Abstract Therapeutics that have been used by large populations and showed limited or little adverse effects can be good candidates for cancer chemo-prevention. As an example of such therapeutics, statins, i.e., HMG-CA reductase inhibitors, have been widely prescribed for lowering the blood cholesterol level and for treating cardiovascular diseases. In 2008, we discovered that statins are moderate inhibitors of histone deacetylases (HDACs), which provides an epigenetic mechanism for their efficacy in cancer prevention. HDACs have been long recognized for as an important class of therapeutic targets, and these enzymes utilize a Zn2+ ion at its active site for catalysis. Subsequently, in our 2013 J. Med.
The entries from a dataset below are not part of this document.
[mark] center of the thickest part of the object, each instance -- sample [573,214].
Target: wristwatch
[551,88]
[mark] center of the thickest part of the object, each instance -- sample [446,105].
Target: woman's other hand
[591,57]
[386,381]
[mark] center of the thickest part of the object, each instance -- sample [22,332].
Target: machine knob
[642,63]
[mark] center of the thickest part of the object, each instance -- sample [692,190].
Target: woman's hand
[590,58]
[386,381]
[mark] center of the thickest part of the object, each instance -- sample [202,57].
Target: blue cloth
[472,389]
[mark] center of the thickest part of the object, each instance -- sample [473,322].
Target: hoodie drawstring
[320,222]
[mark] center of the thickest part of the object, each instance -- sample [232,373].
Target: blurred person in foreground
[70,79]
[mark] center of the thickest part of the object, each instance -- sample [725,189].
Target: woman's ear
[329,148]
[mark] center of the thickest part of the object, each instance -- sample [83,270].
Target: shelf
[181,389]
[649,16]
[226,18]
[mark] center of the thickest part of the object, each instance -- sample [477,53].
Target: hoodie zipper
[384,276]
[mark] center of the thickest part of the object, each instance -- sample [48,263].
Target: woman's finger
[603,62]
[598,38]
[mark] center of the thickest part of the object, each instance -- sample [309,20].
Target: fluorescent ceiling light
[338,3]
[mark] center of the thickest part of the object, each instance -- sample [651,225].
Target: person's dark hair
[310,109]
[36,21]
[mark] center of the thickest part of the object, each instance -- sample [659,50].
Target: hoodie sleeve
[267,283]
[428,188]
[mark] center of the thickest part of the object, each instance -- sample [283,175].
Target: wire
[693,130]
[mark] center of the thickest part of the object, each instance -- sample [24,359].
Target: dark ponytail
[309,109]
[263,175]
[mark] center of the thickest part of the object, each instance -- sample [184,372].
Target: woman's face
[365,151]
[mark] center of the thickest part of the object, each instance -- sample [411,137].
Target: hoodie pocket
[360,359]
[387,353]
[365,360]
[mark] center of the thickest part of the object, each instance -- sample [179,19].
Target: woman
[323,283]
Chem. article, we showed that we are able to strengthen this epigenetic mechanism and designed more potent and effective therapeutic agents for cancer prevention and treatment, including cancer metastasis, and published in Clin. Cancer Res. in 2016. To investigate the structure-activity relationships of a broad class of HDAC inhibitors with distinct chemical moieties, we have conducted QM/MM molecular dynamics simulations of several systems of HDAC isoforms bound with various ligands. In contrast to molecular dynamics simulations with classical force fields, which always rendered over-coordinated configurations of the Zn2+ at the active site, with the coordination numbers (CN) to be either 6 or 7, in our QM/MM molecular dynamics simulations, the CNs of Zn2+ remain 4 or 5. With the structural and energetics analysis from these QM/MM molecular dynamics simulations, we are able to delineate the origins of isoform-selectivity of different HDAC inhibitors, including the aforementioned HMGR-HDAC dual-action inhibitors that we recently developed. Citation Format: Jung-Hsin Lin. Unraveling isoform selectivities of a broad class of HDAC inhibitors with QM/MM molecular dynamics simulations [abstract]. In: Proceedings of the American Association for Cancer Research Annual Meeting 2018; 2018 Apr 14-18; Chicago, IL. Philadelphia (PA): AACR; Cancer Res 2018;78(13 Suppl):Abstract nr 1660.